Analysis by The Telegraph shows that lateral flow tests are giving large numbers of false positives, leading to needless disruption in classrooms and beyond.

Around 19,000 infections were picked up by lateral flow devices in secondary school pupils between March and June – but despite new guidelines saying cases must be confirmed with a PCR test, only half were actually checked.

Of the 9,546 checked, nearly one third came back negative – meaning almost 3,000 tests had to be removed from the daily reported figures. In June alone, more than 2,000 positive tests were quietly erased from the daily government dashboard, primarily because of problems with lateral flow testing.

The percentage of tests coming back negative in secondary schools reached 60 per cent in the week of March 4 to March 10, when 379 of the 624 positive tests were found to be wrong. It has since fallen to around one third.

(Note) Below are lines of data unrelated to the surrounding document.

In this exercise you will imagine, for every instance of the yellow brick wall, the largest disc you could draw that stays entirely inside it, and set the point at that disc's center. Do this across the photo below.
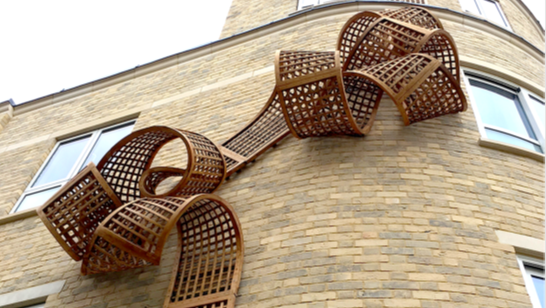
(245, 15)
(405, 217)
(249, 14)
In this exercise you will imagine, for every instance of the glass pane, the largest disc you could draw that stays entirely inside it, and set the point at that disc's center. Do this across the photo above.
(61, 162)
(539, 287)
(500, 108)
(36, 199)
(538, 108)
(106, 141)
(495, 135)
(470, 5)
(492, 12)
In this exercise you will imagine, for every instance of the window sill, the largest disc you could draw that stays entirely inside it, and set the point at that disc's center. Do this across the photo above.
(18, 216)
(512, 149)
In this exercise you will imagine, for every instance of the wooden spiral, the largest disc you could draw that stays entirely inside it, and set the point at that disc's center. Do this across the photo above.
(210, 246)
(113, 218)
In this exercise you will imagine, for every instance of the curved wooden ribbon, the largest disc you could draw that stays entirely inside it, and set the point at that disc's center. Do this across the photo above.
(76, 210)
(210, 245)
(112, 217)
(152, 177)
(355, 27)
(420, 86)
(125, 163)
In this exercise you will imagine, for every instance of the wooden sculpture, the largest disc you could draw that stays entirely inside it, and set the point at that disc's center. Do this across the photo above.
(338, 93)
(113, 218)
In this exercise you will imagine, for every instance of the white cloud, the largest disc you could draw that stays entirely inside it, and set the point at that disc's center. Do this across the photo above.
(48, 46)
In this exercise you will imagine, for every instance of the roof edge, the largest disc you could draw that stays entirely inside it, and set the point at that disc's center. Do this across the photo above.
(212, 47)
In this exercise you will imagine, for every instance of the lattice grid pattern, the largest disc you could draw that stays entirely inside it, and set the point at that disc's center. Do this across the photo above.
(438, 95)
(295, 64)
(208, 170)
(209, 250)
(415, 16)
(363, 98)
(74, 213)
(124, 164)
(317, 109)
(352, 31)
(263, 132)
(152, 177)
(400, 74)
(101, 218)
(440, 45)
(220, 304)
(409, 81)
(137, 226)
(386, 40)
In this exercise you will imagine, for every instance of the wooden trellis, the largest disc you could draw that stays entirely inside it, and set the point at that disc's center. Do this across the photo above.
(112, 217)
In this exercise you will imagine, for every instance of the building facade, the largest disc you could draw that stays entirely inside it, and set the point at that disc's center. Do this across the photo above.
(448, 212)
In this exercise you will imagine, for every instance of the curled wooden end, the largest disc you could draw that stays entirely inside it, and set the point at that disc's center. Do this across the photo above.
(124, 165)
(313, 97)
(420, 86)
(210, 251)
(210, 245)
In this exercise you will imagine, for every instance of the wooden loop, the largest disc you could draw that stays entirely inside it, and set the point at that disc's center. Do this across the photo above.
(384, 40)
(124, 165)
(73, 214)
(152, 177)
(210, 245)
(420, 86)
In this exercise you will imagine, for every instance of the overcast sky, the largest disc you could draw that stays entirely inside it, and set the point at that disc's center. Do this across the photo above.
(48, 46)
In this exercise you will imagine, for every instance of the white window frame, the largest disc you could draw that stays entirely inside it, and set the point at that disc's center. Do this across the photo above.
(94, 137)
(524, 261)
(523, 96)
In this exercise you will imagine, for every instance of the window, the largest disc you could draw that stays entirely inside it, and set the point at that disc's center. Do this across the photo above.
(66, 160)
(507, 113)
(488, 9)
(533, 275)
(303, 4)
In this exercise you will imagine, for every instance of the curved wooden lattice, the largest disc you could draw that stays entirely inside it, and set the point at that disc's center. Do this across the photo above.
(263, 132)
(420, 86)
(210, 245)
(73, 214)
(310, 86)
(123, 166)
(113, 217)
(325, 94)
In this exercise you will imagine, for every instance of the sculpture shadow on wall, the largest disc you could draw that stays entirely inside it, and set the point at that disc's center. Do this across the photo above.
(112, 217)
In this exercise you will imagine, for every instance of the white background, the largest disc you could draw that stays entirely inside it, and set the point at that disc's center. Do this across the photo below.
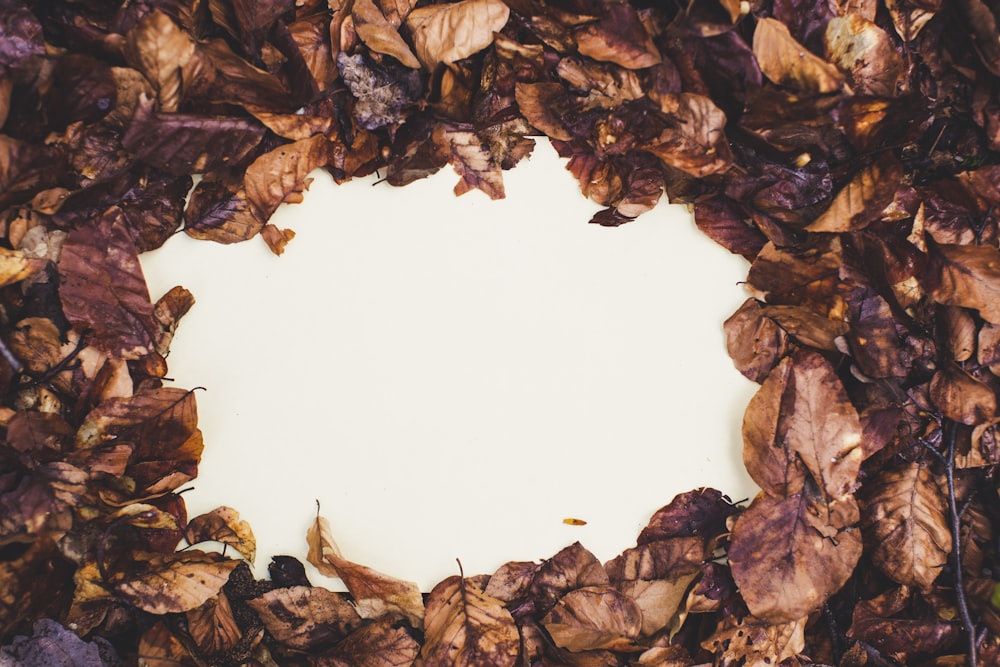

If the negative rate holds true for the 9,500 unchecked tests, it suggests thousands more should be removed from the daily figures.

Experts warned that false positives not only caused disruption in schools but also made tracking the pandemic much harder.

Prof Carl Heneghan, the director of the Centre for Evidence Based Medicine at the University of Oxford, said: "What concerns me here is the idea that we are picking up such high numbers of false positives with lateral flow. And there seems to be a growing strategy of just using lateral flow for testing.

"It means we are getting a problem of inaccurate data. In evidence-based medicine we call this a problem of noise, and it's difficult to see what is really going on amid this noise. At this point I would be ignoring lateral flow testing and be focusing on PCR positivity to get a true picture of the pandemic, and that shows cases are only going up in small incremental measures."

A spokesman for the Department for Education said daily contact testing as a replacement for self-isolation would be reviewed at the end of June. The Department of Health was contacted for comment.